Cette mesure est l’aboutissement d’une longue persécution et d’un harcèlement judiciaire sans fin dont l’objectif évident est de faire taire un des derniers médias algériens encore ouvert au libre débat et à la critique.
Cet article a été initialement publié sur rsf.org le 29 décembre 2022.
Le directeur des médias Radio M et Maghreb Émergent mis en détention après quatre jours de garde à vue – et déjà condamné dans une autre affaire à six mois de prison – paie sans doute le prix de ses articles critiques envers les autorités et de l’indépendance des médias qu’il dirige.

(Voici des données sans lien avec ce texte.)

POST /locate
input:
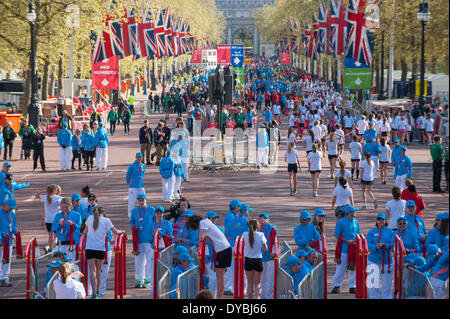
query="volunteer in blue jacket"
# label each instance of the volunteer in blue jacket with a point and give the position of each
(347, 227)
(186, 263)
(135, 180)
(380, 241)
(166, 169)
(62, 224)
(305, 232)
(416, 225)
(64, 138)
(7, 227)
(403, 168)
(270, 232)
(142, 218)
(101, 151)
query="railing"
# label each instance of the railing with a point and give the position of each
(120, 285)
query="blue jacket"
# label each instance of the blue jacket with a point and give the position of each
(348, 229)
(143, 219)
(166, 167)
(64, 137)
(135, 175)
(403, 166)
(304, 235)
(63, 232)
(7, 226)
(101, 138)
(385, 236)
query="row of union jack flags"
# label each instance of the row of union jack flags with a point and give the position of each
(152, 37)
(339, 28)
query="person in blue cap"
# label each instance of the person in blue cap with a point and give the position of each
(142, 219)
(166, 169)
(101, 150)
(347, 227)
(62, 224)
(380, 241)
(7, 227)
(305, 232)
(186, 263)
(403, 168)
(135, 180)
(64, 138)
(416, 225)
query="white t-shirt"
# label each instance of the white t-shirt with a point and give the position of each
(342, 195)
(256, 251)
(367, 174)
(220, 242)
(51, 209)
(72, 289)
(315, 158)
(355, 150)
(95, 239)
(291, 157)
(396, 209)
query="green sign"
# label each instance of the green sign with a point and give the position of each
(357, 78)
(240, 81)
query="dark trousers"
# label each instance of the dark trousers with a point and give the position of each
(437, 171)
(38, 154)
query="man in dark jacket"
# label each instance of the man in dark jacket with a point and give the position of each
(146, 140)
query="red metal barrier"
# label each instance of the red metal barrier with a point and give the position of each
(83, 262)
(30, 257)
(120, 284)
(399, 254)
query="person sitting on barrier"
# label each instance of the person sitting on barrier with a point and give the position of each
(270, 232)
(345, 232)
(416, 225)
(141, 221)
(305, 232)
(410, 241)
(380, 241)
(186, 263)
(65, 286)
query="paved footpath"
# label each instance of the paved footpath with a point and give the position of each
(206, 191)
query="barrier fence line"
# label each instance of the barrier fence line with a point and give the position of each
(30, 256)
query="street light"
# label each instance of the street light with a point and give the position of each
(423, 15)
(33, 108)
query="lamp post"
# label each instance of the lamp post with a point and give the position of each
(423, 15)
(33, 108)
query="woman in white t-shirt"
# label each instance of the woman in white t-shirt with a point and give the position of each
(342, 196)
(96, 229)
(51, 198)
(315, 167)
(254, 243)
(367, 176)
(292, 159)
(66, 287)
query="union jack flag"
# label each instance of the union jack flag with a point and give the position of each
(359, 43)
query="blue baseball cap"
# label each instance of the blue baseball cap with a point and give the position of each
(142, 196)
(234, 203)
(349, 208)
(211, 214)
(319, 212)
(265, 215)
(184, 257)
(410, 203)
(305, 214)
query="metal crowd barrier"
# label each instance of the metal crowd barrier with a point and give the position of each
(416, 285)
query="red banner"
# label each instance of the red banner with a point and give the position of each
(285, 58)
(105, 74)
(223, 54)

Le journaliste Ihsane El Kadi, directeur de Radio M et du site Maghreb Emergent, après plus de 5 jours de garde à vue a été placé sous mandat dépôt, ce jeudi 29 décembre 2022, par le juge d’instruction près le tribunal de Sidi M’hamed à Alger.
Selon les avocats du journaliste, les charges retenues contre lui ont un lien avec le financement d’associations et la sûreté de l’État comme énoncé dans les articles 95 et 95 bis du code pénal, ainsi que la loi qui régit la collecte des fonds.
L’article 95 bis du Code pénal punit “d’un emprisonnement de cinq à sept ans et d’une amende de 500.000 DA à 700.000 DA, recevra des fonds, un don ou un avantage, par tout moyen, d’un État, d’une institution ou de tout autre organisme public ou privé ou de toute personne morale ou physique, à l’intérieur ou à l’extérieur du pays, pour accomplir ou inciter à accomplir des actes susceptibles de porter atteinte à la sécurité de l’État”.
Pour le moment, ni les avocats, ni les proches du journaliste ne comprennent le lien fait entre ces chefs d’inculpation et le travail journalistique effectué par le concerné. Ces derniers vont faire appel de cette décision d’incarcération qui devrait être examinée dans deux semaines par la chambre d’accusation de la cour d’Alger.
Cette mesure, redoutée par sa famille et par l’ensemble des journalistes de Radio M et du site Maghreb Émergent, dont les locaux ont été mis sous scellés le 25 décembre 2022, est l’aboutissement d’une longue persécution et d’un harcèlement judiciaire sans fin dont l’objectif évident est de faire taire un des derniers médias algériens encore ouvert au libre débat et à la critique.
“En décidant de placer Ihsane El Kadi en détention, les autorités ont clairement choisi d’aller jusqu’au bout de leur logique autoritaire pour museler les médias et adresser un message lourd à ceux qui continuent de défendre la liberté d’informer, a déclaré Khaled Drareni, représentant de RSF en Afrique du Nord, en réaction à l’annonce de l’incarcération d’El Kadi. C’est une situation désolante et dangereuse qui ne peut qu’affecter encore plus l’image de l’Algérie.”
L’arrestation de Ihsane El Kadi le 24 décembre dernier au milieu de la nuit par les services de sécurité a provoqué une onde de choc au sein de la profession et suscite un élan de solidarité en Algérie et à l’étranger.
Le 25 décembre, au lendemain de cette arrestation, des éléments de la sécurité ont débarqué au siège de ses médias au centre-ville d’Alger pour une perquisition.
La totalité des équipements informatiques a été saisie et placée dans les trois véhicules dépêchés sur place pour ces besoins.
Convoqué deux fois en moins d’une semaine fin novembre
Déjà condamné en juin dernier à six mois de prison pour un article de presse, peine confirmée en appel le 25 décembre dernier, le journaliste et directeur des médias indépendants Radio M et Maghreb Émergent a été convoqué deux fois en moins d’une semaine fin novembre, d’abord par les gendarmes, puis par les services de renseignements. Reporters sans frontières (RSF) avait alors appelé les autorités à cesser cet acharnement, qui ne vise qu’à museler sa liberté de ton.
Ihsane El Kadi fait l’objet d’intimidations croissantes du pouvoir depuis des années. Il avait déjà été arrêté le 10 juin 2021, à la veille des élections législatives, pour, notamment, « diffusion de fausses informations à même de porter atteinte à l’unité nationale », « perturbations des élections » et « réouverture du dossier de la tragédie nationale » des années 1990, en référence à la décennie de guerre intérieure. Sa détention avait duré une trentaine d’heures. Khaled Drareni et l’opposant Karim Tabbou avaient été également arrêtés.
Les pressions contre les journalistes se sont fortement aggravées depuis le début du Hirak en Algérie, en février 2019.